Unlike most prisoners, Brown has an advocate on the outside campaigning for his treatment -- his wife, Nancy, a medical assistant who's cajoled, prodded and browbeaten DOC officials and administrators at Kit Carson, a private prison under contract with the state, concerning her husband's care.

"He's literally dying in there," Nancy Brown says. "I have written. I have called. The warden got mad at me and said, 'You have something to say, you put it in writing.' They won't even talk to me. I've told them I will hold them all responsible if my husband dies because they denied him treatment."

Grant Brown has a parole hearing next summer and expects to be returned to a halfway house long before that. "I will be in community [corrections] before I ever get a biopsy from DOC," he says. "I have almost fourteen years in on a nonviolent property crime. The chances of me getting parole are pretty good. If they don't want to treat me, fine. Release me and let me treat myself."

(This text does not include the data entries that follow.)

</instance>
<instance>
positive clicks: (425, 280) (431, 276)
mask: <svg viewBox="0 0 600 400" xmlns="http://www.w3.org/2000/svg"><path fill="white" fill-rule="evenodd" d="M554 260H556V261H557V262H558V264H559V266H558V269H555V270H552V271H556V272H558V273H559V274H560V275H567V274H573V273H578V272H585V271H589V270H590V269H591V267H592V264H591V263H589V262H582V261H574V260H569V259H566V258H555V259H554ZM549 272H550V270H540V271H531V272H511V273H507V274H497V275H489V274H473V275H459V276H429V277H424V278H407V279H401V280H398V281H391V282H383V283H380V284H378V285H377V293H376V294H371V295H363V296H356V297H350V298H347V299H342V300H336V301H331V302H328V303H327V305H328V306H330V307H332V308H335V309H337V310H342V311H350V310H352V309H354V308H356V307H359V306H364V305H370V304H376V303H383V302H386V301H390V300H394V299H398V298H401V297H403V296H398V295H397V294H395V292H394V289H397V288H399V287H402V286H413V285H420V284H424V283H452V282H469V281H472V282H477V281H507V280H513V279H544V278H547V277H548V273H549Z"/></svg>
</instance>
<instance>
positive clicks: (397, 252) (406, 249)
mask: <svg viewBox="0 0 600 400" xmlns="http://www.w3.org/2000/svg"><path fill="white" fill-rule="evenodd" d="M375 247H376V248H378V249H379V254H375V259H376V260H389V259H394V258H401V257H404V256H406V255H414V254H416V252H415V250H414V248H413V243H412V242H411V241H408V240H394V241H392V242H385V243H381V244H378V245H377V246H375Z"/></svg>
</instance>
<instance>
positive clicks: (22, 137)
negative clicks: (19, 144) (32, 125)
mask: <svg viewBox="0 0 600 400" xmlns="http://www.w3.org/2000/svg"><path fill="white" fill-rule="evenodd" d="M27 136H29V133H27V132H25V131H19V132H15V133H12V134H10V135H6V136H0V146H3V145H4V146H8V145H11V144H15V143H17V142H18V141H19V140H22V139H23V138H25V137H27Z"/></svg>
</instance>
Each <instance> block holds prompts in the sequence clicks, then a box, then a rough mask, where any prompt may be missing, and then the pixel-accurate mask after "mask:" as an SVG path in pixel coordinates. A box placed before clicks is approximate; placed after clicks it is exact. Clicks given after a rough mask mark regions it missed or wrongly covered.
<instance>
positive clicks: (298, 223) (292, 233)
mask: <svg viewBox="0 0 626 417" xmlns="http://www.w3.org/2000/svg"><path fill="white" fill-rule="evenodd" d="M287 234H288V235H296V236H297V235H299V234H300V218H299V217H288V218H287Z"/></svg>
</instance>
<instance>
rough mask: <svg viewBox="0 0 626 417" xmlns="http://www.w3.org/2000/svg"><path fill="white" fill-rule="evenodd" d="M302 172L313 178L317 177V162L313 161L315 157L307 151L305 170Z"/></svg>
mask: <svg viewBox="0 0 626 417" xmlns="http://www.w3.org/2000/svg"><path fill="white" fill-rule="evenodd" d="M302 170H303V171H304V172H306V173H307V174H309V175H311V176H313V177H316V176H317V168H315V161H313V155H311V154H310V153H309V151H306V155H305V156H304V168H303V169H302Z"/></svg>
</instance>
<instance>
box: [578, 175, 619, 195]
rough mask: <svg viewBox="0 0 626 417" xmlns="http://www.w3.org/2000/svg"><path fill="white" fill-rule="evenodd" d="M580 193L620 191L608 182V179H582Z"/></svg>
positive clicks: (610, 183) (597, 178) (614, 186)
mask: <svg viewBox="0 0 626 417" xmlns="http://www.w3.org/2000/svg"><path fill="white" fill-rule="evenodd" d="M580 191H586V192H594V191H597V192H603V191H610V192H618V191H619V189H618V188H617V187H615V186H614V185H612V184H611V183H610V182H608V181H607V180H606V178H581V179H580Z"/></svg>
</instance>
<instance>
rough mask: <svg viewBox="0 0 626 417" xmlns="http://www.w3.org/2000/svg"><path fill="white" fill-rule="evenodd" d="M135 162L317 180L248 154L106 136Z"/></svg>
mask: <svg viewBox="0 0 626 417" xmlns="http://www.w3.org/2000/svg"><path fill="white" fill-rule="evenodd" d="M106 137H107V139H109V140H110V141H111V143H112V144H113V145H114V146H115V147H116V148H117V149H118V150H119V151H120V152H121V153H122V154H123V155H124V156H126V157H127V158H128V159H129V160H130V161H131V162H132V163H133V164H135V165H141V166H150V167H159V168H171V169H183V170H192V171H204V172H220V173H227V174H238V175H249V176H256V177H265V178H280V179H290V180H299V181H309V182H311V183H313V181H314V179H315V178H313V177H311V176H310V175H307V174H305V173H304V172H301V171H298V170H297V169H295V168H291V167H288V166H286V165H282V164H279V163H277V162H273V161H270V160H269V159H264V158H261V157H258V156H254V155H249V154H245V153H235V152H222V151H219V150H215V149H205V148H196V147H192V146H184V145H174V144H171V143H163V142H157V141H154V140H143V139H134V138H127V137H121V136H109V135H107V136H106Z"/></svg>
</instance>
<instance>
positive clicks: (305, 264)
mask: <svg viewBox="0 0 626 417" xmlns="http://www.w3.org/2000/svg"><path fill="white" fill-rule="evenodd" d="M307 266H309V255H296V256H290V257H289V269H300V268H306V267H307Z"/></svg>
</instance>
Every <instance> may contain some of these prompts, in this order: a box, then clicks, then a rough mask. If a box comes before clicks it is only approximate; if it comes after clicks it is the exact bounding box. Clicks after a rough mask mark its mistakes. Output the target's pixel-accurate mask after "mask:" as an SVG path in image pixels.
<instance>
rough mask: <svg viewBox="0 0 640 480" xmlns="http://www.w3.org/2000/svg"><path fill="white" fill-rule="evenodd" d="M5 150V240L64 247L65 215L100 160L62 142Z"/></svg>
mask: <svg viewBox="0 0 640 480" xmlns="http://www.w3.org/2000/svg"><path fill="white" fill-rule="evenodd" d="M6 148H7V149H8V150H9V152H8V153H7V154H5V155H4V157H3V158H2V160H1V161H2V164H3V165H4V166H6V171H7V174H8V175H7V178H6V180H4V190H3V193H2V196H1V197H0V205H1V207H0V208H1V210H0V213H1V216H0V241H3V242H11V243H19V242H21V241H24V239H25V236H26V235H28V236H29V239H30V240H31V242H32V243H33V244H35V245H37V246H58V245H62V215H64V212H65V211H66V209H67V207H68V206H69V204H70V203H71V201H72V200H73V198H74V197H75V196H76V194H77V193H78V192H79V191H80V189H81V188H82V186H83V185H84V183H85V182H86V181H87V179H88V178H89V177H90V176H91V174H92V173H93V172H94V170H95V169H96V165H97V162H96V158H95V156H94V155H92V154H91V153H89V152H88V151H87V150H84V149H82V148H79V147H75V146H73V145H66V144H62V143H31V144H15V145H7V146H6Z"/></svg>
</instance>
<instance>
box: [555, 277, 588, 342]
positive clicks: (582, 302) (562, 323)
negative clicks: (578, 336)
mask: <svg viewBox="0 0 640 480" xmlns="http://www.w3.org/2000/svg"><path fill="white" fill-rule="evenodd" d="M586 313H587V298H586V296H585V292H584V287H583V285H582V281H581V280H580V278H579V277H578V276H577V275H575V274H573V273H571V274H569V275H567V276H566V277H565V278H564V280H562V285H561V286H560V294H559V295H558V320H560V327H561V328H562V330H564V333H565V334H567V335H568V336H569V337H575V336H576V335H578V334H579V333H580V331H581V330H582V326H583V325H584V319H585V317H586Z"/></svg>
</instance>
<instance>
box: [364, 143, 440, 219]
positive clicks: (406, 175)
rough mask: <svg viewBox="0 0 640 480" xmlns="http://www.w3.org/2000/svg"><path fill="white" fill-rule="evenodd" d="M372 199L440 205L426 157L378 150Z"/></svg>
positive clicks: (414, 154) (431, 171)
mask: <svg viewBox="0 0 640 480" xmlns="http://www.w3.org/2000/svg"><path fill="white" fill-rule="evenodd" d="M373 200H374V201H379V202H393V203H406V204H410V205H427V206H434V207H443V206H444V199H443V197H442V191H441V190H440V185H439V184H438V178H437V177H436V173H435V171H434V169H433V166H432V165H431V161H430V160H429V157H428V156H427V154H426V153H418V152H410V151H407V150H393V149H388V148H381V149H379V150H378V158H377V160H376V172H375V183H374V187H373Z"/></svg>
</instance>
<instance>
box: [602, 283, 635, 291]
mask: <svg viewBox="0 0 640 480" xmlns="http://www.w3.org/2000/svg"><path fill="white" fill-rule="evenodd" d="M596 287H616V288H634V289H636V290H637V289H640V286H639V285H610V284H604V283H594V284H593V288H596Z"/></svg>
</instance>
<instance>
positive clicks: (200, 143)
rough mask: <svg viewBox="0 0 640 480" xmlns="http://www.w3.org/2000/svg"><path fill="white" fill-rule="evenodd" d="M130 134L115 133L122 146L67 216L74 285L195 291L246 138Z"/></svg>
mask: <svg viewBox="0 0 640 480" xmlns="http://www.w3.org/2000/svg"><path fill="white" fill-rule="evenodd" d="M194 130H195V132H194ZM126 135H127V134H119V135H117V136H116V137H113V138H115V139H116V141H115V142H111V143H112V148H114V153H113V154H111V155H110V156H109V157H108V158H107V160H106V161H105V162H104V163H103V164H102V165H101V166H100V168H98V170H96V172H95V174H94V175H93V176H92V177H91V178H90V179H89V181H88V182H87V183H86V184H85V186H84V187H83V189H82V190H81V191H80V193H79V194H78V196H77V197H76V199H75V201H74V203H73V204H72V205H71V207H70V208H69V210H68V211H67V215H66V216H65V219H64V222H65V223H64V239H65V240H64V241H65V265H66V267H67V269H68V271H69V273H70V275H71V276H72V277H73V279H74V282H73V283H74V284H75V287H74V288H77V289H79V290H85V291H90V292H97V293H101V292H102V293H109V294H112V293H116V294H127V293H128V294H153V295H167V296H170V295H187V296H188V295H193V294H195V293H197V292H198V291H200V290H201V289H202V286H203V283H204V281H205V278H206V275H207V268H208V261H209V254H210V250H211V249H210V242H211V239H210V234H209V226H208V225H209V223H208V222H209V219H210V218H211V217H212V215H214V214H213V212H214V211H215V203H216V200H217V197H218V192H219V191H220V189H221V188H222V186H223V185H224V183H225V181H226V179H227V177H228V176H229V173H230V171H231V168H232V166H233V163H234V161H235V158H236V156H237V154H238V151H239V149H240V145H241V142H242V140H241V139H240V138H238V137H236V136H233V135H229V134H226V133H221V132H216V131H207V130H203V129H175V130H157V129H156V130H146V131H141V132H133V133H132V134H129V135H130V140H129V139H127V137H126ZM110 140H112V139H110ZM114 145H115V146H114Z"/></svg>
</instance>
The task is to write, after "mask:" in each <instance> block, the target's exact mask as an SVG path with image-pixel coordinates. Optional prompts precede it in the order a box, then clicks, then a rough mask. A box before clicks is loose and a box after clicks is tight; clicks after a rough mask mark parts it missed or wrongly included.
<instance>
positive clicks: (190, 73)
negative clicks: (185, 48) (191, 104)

For most of the DOC's hepatitis C patients, though, quick release isn't an option. Within a few months, the number of "candidates" who have completed the classes and are clamoring for interferon is likely to grow exponentially. But the current budget for hepatitis C treatment is only a million dollars per year; administrators will be faced with many more hard choices about who receives the pricey drugs and who doesn't while lobbying the legislature for more resources.

"This is a real problem," McGarry says. "The light at the end of the tunnel is a train. Everyone says that this disease has the potential to bankrupt a prison system, but we just have to find a way to deal with it."


Long before he found out about the cirrhosis, Terry Akers began to write the story of his life.

It's not a particularly glamorous or romantic story. Told in a flat, unadorned style, in the same poisoned vein as the autobiographical novels of ex-con Edward Bunker, it's a chronicle of a wasted life, of explosive anger and rock-stupid criminality and senseless killing, and of the desperate alliances and betrayals devised by men who live in cages. It is unsparing in its appraisal of prison life and its deeply flawed protagonist.

Akers still works on the manuscript when he feels strong enough. He's vowed to finish it before he dies, seeing in the work at least a shot at redemption. He hopes to find a nonprofit, maybe some group that works with troubled youth, that might publish it, keeping any profits for its mission. His ideal reader, the audience he's trying to reach, is a kid stewing in a juvenile detention center somewhere with nothing to do.

"Maybe some of those little hardheads on the street would get a chance to read it, and it would make a difference to them," he says. "See, it was people like me I looked up to as a kid. The only people I saw worthy of respect were dope dealers and such. I went from stealing candy bars to burglaries, stealing cars, and it all seemed like minor bullshit -- until I was fucking jammed. Because I never addressed the situation, everything I did just got me in deeper. I want them to know that, if you keep on that path, after a while there's no way out."

His hand glides over the tattoos. Winner Takes All. Asked what it means, he says there's no hidden message. Just what's there.

"If you survive in here," he says, "you're a winner."